- Trade advertisement
- Directed by: George King
- Written by: H. F. Maltby; Brock Williams (play);
- Produced by: George King
- Starring: Zasu Pitts; Claude Dampier; Mark Daly;
- Cinematography: Jack Parker
- Music by: Colin Wark
- Production company: Embassy Pictures
- Distributed by: Sound City Films
- Release date: 17 February 1937;
- Running time: 69 minutes
- Country: United Kingdom
- Language: English

= Wanted! =

Wanted! is a 1937 British comedy film directed by George King and starring Zasu Pitts, Claude Dampier and Mark Daly. It was written by H. F. Maltby from the play by Brock Williams, and was made at Shepperton Studios as a quota quickie.

== Preservation status ==
The British Film Institute National Archive holds a collection of ephemera and stills but no film or video materials.

==Premise==
The Oatfields, a married couple, are mistaken for jewel thieves and forced to go to a party. The husband accidentally turns on the burglar alarm and the real criminals are apprehended.

==Cast==
- Zasu Pitts as Winnie Oatfield
- Claude Dampier as Henry Oatfield
- Mark Daly as Mr. Smithers
- Norma Varden as Mrs. Smithers
- Finlay Currie as Uncle Mart
- Kathleen Harrison as Belinda
- Billy Holland as Harry the Hick
- Stella Bonheur as Baby Face
- Billy Bray as Sparrow Hawkins
- Arthur Goullet as Bonelli
- Alfred Wellesley as Lord Hotbury
- Mabel Twemlow as Lady Hotbury
- D.J. Williams as Captain McTurk
- Bryan Herbert as Police Constable Gribble

== Reception ==
The Monthly Film Bulletin wrote: "A good slick production. The East End scenes in a fog are particularly well photographed. Claude Dampier and Zasu Re both have parts which suit them completely, and both make the most of them."

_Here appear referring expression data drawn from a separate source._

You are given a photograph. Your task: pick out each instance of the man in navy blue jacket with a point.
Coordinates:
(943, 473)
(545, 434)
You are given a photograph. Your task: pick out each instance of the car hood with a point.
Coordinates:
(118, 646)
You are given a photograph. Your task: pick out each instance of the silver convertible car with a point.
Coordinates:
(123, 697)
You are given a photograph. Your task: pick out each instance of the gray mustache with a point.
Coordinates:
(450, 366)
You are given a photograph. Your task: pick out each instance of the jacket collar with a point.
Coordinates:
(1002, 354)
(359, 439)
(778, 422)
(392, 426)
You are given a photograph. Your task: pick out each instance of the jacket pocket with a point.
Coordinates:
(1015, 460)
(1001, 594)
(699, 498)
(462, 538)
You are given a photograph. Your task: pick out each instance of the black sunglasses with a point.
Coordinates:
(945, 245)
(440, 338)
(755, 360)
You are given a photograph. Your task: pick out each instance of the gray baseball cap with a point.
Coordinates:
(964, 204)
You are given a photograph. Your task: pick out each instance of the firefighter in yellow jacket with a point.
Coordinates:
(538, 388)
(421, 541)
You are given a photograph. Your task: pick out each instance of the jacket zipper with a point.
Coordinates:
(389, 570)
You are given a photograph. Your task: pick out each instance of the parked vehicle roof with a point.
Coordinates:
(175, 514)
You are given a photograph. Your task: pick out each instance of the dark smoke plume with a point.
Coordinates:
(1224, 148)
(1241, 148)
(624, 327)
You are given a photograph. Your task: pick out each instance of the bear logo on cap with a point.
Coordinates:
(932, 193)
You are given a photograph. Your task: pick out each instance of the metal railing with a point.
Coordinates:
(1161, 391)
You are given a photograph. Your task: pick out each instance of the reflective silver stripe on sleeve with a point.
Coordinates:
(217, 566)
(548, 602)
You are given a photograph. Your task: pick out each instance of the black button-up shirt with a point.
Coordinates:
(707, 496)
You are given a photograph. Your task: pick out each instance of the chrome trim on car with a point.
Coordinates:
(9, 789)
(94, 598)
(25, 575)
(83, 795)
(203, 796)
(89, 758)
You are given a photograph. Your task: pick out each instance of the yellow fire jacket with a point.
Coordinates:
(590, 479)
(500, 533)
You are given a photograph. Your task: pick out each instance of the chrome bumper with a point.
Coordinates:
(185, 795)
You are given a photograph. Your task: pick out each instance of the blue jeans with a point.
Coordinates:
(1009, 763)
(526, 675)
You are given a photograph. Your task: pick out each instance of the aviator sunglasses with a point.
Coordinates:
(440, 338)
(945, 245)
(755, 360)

Kine Weekly wrote: "Amusing comedy crime melodrama ... Zasu Pitts and Claude Dampier, inimitable exponents of humorous timidity, team up successtully, but they get very little support from the story, and not much from the director. There is little contrast to their fooling apart from a few commonplace crime burlesque sequences, hence a certain flatness and sketchiness of the entertainment. ... Lacking in pep, snap and contrast, the film is little more than a conventional, mildly amusing domestic playlet with half-hearted gangster trimmings."

The Daily Film Renter wrote: "Main entertainment springs from teaming of Zasu Pitts and Claude Dampier, who manage to extract laughs from not overbright material, and project characteristic personalities through familiar narrative morass concerning inevitable jewel robbery. ... Having taken the trouble to bring Zastu Pitts all the way from Hollywood, it is rather a pity the sponsors of this production could not have provided her with something more worthwhile in the way of story material."